Story S3-06 — Cost-cap path + partial reports

Step: Step 3 — Implement the runner: asyncio fan-out, subprocess rubric, aggregator with BCa bootstrap Status: Ready Effort: M Depends on: S3-02 (aggregator + cancellation surface) ADRs honored: ADR-0002 (lower_bound_95 — complete=False means gate refuses), ADR-0009 (humans-always-merge — partial runs feed advisory verdicts), Gap #4 (partial-report tagging — complete: bool field on BenchRunReport)

Context

When the operator (or CI) sets --max-cost-usd, the aggregator monitors total_cost_usd after each BenchScore lands. If the cap is breached, outstanding worker tasks are cancelled cooperatively, the partial report is tagged complete=False and run_id = f"partial:{...}" (Gap #4), and the audit chain still records the partial run. The promotion gate (S4-04) refuses evidence_sufficient=True on any report with complete=False — so the cost cap becomes a structural reason for a verdict-refusal, not a silent truncation.

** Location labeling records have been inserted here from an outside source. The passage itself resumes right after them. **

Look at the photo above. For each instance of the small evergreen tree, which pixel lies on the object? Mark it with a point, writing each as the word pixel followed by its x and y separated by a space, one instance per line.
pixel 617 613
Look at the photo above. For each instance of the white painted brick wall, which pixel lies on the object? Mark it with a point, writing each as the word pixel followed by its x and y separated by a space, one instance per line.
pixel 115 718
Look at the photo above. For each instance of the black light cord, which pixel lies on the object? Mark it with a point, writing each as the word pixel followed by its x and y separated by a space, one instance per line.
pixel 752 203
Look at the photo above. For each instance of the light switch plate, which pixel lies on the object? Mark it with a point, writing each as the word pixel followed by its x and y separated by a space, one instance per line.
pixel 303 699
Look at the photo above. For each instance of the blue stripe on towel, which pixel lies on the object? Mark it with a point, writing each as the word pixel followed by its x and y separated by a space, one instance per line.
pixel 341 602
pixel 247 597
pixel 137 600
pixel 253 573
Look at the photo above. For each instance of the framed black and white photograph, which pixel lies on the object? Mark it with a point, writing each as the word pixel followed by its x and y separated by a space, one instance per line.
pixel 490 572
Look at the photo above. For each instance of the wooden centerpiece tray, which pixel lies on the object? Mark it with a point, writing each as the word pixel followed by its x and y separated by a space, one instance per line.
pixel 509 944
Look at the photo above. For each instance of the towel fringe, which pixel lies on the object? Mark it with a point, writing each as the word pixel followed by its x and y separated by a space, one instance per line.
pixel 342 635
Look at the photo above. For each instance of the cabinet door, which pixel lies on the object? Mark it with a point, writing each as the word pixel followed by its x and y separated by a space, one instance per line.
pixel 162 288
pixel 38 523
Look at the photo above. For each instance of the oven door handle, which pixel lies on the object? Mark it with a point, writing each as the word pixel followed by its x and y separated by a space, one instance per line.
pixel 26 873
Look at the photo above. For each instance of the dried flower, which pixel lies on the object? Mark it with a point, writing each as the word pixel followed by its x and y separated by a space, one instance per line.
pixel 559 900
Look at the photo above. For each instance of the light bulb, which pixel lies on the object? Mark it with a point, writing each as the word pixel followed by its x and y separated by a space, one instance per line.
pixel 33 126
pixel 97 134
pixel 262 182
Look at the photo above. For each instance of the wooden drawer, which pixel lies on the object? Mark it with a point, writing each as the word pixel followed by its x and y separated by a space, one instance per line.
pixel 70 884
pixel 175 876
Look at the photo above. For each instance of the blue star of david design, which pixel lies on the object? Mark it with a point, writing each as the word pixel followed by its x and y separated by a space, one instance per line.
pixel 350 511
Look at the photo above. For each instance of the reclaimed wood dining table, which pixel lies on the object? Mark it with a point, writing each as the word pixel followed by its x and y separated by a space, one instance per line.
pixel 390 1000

This is the operationalization of CLAUDE.md "Fail loud": a half-finished run leaves evidence in the chain that it was half-finished. Phase 13's outcome ledger and cost-analysis surfaces can see "we tried, the cap fired" instead of seeing nothing. The CLI surfaces this with exit code 2 (cost-cap exceeded — S4-01 owns the mapping; this story exposes the discriminator).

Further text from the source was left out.